The alternating moods can be observed from an early age. The normally attractive and affectionate child periodically becomes ornery and disobedient, exhibiting violent fits of temper that upset the whole family dynamic. He constantly wants attention but at the same time desires to be let alone. He is quick to strike out at others, will bite at a restraining hand, or hurls objects with a desire to break things and to injure. The child hurls not only objects but also words, the most offensive, preferably scatological, ones he can muster, and certainly the frequent tantrums of the "terrible twos" -- the violent outbursts of peevishness and fury from little apparent cause -- yield to Tuberculinum as to no other remedy.

Misbehaviour may take other forms than destructive behaviour: this remedy ranks high for excessive stubbornness and wilfulness in a child. The principal distinction is that many other remedy types are content when the object has been gained, while Tuberculinum soon desires something else.

This type can also be mischievous. In fact, a mischievous streak in children often signifies an underlying Tuberculinum susceptibility. One three-year-old with chronically runny ears was not disagreeable. He was, however, unmanageable in an impish way. For instance, discovering the potential of a really sharp pair of scissors, he began to cut tiny, almost unnoticeable, holes in the backs of upholstered living-room furniture. Confronted with these misdeeds and reprimanded, he stoutly denied his guilt and blamed the family dog, Patches. He realized that no one believed him but was sufficiently shrewd to sense that, unless caught in the act, he could not be proven guilty. No threats or punishment could induce him to change his story. And, to make it more credible, in the presence of other family members he solemnly delivered upbraiding homilies to poor dumb Patches.

A pleasing attribute of this type is a lively sense of humor. A ten-year-old girl cured of enuresis by periodic doses of Tuberculinum 1M used to warn her father that smoking, coffee, and alcohol would hasten his aging. One day he parried, "I'm not aging any faster than you, young lady. You are growing older every day yourself!" "Not so," was the ready reply. "Once you're over the hill you start picking up speed!"

Incidently, this child who so fearlessly confronted adults -- parents, teachers, and anyone else with whom she could match wits -- was extremely fearful of dogs and when younger became quite hysterical if approached by one. This fear is a key to the remedy. When the drowning physician finds himself in a sea of non-specific symptoms, it may prove a sturdy plank.

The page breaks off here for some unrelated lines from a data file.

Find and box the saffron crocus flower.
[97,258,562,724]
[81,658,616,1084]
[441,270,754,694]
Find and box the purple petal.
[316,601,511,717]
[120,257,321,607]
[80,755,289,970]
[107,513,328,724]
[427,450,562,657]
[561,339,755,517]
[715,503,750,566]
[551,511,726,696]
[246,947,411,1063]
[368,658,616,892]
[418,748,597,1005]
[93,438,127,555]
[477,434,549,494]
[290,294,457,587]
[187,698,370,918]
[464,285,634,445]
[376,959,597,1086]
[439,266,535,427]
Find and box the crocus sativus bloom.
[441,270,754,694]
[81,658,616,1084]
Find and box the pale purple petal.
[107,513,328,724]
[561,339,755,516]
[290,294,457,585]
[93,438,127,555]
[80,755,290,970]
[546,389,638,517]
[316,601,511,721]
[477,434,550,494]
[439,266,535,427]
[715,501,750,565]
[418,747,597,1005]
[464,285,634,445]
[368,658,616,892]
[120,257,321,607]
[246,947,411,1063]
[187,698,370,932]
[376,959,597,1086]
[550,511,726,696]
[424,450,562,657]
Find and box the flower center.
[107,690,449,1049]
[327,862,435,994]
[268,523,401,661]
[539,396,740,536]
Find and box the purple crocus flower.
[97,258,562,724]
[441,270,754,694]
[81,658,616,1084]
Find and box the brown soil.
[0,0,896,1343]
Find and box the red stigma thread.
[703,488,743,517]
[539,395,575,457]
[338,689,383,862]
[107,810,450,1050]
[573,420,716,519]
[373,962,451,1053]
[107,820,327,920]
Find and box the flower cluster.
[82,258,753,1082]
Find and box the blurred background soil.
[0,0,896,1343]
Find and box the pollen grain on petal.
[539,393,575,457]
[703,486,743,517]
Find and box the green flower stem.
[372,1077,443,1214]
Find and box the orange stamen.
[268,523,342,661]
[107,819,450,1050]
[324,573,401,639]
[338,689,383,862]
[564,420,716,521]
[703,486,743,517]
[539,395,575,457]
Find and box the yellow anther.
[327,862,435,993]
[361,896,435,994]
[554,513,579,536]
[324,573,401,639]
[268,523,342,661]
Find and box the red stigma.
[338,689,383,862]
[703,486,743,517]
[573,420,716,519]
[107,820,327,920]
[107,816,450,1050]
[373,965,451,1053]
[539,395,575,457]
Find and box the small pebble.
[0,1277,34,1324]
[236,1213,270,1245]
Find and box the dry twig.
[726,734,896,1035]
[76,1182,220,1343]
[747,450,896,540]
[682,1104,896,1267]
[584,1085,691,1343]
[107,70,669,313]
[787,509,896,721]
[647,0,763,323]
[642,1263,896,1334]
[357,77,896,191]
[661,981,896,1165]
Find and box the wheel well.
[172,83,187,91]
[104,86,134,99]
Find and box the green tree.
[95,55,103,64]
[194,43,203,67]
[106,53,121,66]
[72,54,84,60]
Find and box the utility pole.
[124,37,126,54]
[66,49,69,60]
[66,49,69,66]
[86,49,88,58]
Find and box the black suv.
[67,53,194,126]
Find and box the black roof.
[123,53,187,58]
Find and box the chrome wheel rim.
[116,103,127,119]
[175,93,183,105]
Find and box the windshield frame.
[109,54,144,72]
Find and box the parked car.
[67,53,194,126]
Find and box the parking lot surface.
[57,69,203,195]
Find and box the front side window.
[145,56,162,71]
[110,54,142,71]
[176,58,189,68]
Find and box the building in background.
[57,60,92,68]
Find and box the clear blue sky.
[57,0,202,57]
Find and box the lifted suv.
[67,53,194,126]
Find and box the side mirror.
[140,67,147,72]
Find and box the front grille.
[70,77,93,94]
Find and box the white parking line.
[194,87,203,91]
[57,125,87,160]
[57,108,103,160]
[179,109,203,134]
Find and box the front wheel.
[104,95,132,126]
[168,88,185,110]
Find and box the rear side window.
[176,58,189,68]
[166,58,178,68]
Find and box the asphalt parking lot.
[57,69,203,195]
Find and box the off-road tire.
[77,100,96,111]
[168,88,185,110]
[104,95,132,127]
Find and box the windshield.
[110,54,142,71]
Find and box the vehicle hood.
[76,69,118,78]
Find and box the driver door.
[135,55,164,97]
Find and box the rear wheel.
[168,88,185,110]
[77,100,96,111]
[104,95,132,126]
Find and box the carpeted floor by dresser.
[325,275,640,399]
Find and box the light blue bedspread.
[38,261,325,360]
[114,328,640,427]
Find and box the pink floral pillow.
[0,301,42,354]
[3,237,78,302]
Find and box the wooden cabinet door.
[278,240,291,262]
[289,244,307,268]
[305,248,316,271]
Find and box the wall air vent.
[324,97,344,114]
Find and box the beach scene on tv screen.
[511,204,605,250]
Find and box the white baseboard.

The Tuberculinum dilemma consists in the need to fulfill both the civilized and primitive sides of one's nature. The conflict occurs largely at the subconscious level and, when thwarted, is expressed in tantrums on the slightest provocation, melancholy, restlessness, and alternating moods and modes of conduct.

But the homeopathic remedies are directed precisely at the unconscious level. And the potentized tuberculin virus, like the other deep-acting nosodes, achieves its profound cures by addressing our archetypal conflicts and helping to resolve them.